トイレ
『トイレの水って意外と味しないんだな。』
人は見かけによらないとは、昔からよく言ったものであるが、トイレの水だって案外そうだ。汚いという印象だけであまり決めつけるものでもなさそうだ。こんなことになるくらいなら、そこにあるブラシで昨日にでも便器内を掃除するんだった。
『にしても、ああ、仕方ないか。』
そういえば奥の角においてある花瓶。手に取ってみると、花は枯れたっていうのに水だけがぬるくなって残っていた。透明な花瓶に、白い「HAPPY」の文字。オレンジ色のマリーゴールド。これいつの間に枯れちゃったんだろう。忘れてたな。人は失って初めてそのものの大切さに気付くなんてきれいごとだと思っていたが、思いのほかそういうものなのかもしれない。別に花に特別興味があるわけではない。元カノが置いて行ったのだ。花を見ると幸せになるとかなんとか。そんなことどうでもよかった俺にとって、あいつの声は鬱陶しかった。あいつがいれば、この花はまだきれいに咲いていたのかな。
『花にとったら、あいつが、大切だったのかな。』
夏というわけではないが、やたらと汗をかく。トイレの水をもう一口頂く。できる限り静かに、音を立てず、ゆっくりと、水面に顔を近づけて。今度はさっきよりも苦く感じた。「はあ。」とため息を1回。
その時、リビングのほうから聞こえていた物音が、足音へと変わりこちらへ近づいてくる。とん、とん、とん、とん、とん、俺とそいつしかいないんだ。音はよく聞こえる。マンションの3階、角部屋。玄関とは反対方向にあるトイレ。そいつが家に入ってきて、俺はとっさにトイレへ隠れた。トイレに隠れてから、どれくらいの時間がたっただろうか。スマートフォンはベットに置いてきたし、時計なんてもちろんない。30分くらいか、いやもっとか。汗が右の頬を流れる。キイ、っと扉が開く音が聞こえる。心臓が、いまにも胸を突き破ろうかという勢いで鼓動を繰り返す。そいつは男か、女か。武器は持っているのか。いや、無いと来るはずがないか。とん、とん、とん。足音はトイレの前で止まった。
『くそ、、どうする。』汗が左の頬を伝い、首筋を通る。右から流れた汗は、顎から床へと落ちていく。心臓は大きな音を立てている。俺は、右手で花瓶を持った。
とんとんとん。3回ノックされた。
「誰?いるの?今日大学休み?」
なんだ。母さんか。来るなら言ってくれよ。安堵とともに、花瓶を握る掌が汗でびっしょりになっていた。花瓶を元の場所に戻そうとしたが、力が抜けた俺の右手からするりと滑り落ち、ごん、という音とともに床へ転がり、水がこぼれた。枯れたマリーゴールドが、やっと役目を終えたかのようにずんと横たわった。
「俺だよ。今日は大学休みでさ。」
トイレのドアを開ける。
「あらあんた、体調悪いの。そんなに汗かいて、って何この床、水漏れ?やだ業者呼ばなきゃじゃん。」
リビングのテーブルの花瓶には、まだ美しく白いカーネーションが咲いていた。俺は、テーブルの上にあったおそらく母が買ってきたであろうリンゴを1口かじった。
「また言ってるわね、梅宮さん。
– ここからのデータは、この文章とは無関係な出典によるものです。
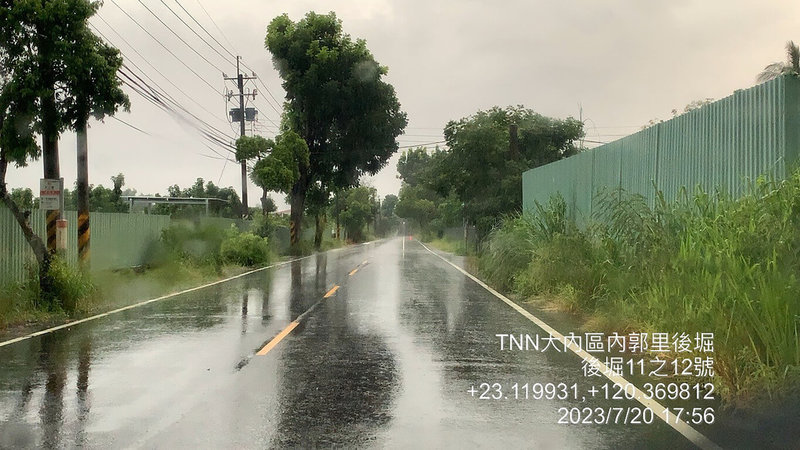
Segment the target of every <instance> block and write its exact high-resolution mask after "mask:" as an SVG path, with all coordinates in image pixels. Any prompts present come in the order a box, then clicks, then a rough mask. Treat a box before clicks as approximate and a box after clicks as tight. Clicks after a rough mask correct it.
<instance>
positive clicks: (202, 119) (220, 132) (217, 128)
mask: <svg viewBox="0 0 800 450" xmlns="http://www.w3.org/2000/svg"><path fill="white" fill-rule="evenodd" d="M123 67H124V68H125V69H127V70H130V68H128V67H127V66H125V64H123ZM131 74H132V75H133V76H134V77H136V78H137V79H138V80H139V82H140V83H141V84H143V85H144V87H145V88H147V89H149V90H150V91H151V92H153V93H155V94H157V95H155V96H154V97H155V98H156V99H157V100H158V101H159V102H161V100H160V99H158V98H157V97H158V95H159V94H160V95H162V96H164V97H165V98H166V99H167V100H170V101H171V102H172V104H174V105H175V106H177V107H178V108H179V109H180V110H182V111H184V112H185V113H187V114H189V115H190V116H192V117H193V118H194V119H195V120H197V121H198V122H200V123H201V124H203V125H204V126H206V127H207V128H210V129H212V130H214V131H215V132H217V133H219V134H220V135H222V136H224V137H227V138H228V139H233V138H232V137H231V136H228V135H226V134H225V133H224V132H223V131H222V130H220V129H218V128H216V127H215V126H213V125H211V124H209V123H208V122H206V121H204V120H203V119H201V118H199V117H197V116H196V115H194V114H193V113H192V112H191V111H189V110H188V109H186V107H184V106H183V105H182V104H180V102H177V101H176V100H175V99H173V98H172V97H171V96H170V95H169V94H166V93H162V92H159V90H158V89H156V88H153V87H152V86H150V85H149V84H147V82H146V81H144V80H142V79H141V77H139V76H138V75H136V74H135V73H133V72H132V71H131Z"/></svg>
」
「意識が戻ってからずっとよ。ああやって壁に向かって話すのも。」
「悲惨だったものね、まだ大学生だっていうのに。一人暮らししている家に強盗が入ってさ、普段は大学に行っている時間だったんだけど、その日はたまたま休みでさ。トイレに逃げ込んだんだけど頭を鈍器で殴られちゃって、梅宮さんの叫び声を聞いてた隣人さんがどうしたのかとドアスコープからのぞいたところ、見たことない人が飛び出すように逃げていったから警察に通報したらしく、駆け付けた時には、梅宮さん、トイレで意識を失っていて、そのままこの病院に運ばれてきて命はとりとめたんだけど、ショックが大きかったのかしらね。」
「今日はお母さんですって。いつも誰が来るかだけは変わるのよね。」
「にしても彼女さんもかわいそうよね。いつもいつも来ては毎日違うお花を持ってきて。梅宮さん、お花が大好きだったんですって。」
夕日の差し込む病室。透明な花瓶には胡蝶蘭の花が、強く、強く咲いていた。